Heart disease is the leading cause of death in the U.S., and is heavily impacted by what we eat and drink.
Heart disease has the unfortunate distinction of being the leading cause of death in both men and women in the United States. The condition envelops a variety of diseases that range from strokes to high blood pressure. But factoring in this particular drink into your lifestyle can reduce your odds of having a stroke, at least according to a study.
The study from the European Society of Cardiology found that drinking up to three cups of coffee a day can lower your risk of having a stroke. The study’s authors wanted to analyze the link between coffee intake and cases of heart attacks, strokes, and more, following 468,629 participants and their coffee drinking habits for a period of 11 years. It’s one of the largest studies conducted on the effect of coffee and heart health.
Researchers adjusted for factors like gender, weight, age, and more, and divided subjects into three groups: people who never drank coffee, people who drank one-half to three cups of coffee a day, and people who drank more than three cups a day.
Results showed that moderate coffee drinkers were better off than the rest. They had 17 percent lower risk of death from heart disease and 21 percent less risk of having a stroke when compared to non-coffee drinkers. “Our findings suggest that coffee consumption of up to three cups per day is associated with favorable cardiovascular outcomes,” said Judit Simon, one of the study’s authors.

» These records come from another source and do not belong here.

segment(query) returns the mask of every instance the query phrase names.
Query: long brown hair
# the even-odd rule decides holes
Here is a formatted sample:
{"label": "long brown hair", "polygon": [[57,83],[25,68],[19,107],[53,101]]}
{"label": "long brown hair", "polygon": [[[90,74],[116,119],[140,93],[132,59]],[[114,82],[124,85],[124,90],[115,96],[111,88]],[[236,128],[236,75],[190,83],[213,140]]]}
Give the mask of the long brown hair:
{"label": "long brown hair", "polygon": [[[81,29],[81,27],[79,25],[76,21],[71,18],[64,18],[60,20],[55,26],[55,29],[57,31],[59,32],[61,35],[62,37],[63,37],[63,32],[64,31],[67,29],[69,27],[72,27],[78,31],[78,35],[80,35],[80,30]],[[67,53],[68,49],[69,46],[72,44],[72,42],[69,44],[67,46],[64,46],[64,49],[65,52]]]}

This study isn’t the first to find a connection between heart health and coffee consumption. Despite coffee being associated with symptoms like sleeplessness and heart palpitations, there’s no clear evidence that suggests coffee is bad for you. New studies show that moderate consumption of coffee can be positive for your heart health, especially when paired with a healthy diet and lifestyle.
Coffee has long been associated with health benefits such as reducing the odds of developing cancer, reducing risks of liver disease, and more. The key has always been moderation since we know that high percentages of caffeine will interrupt your sleep and promote discomfort, at least short term.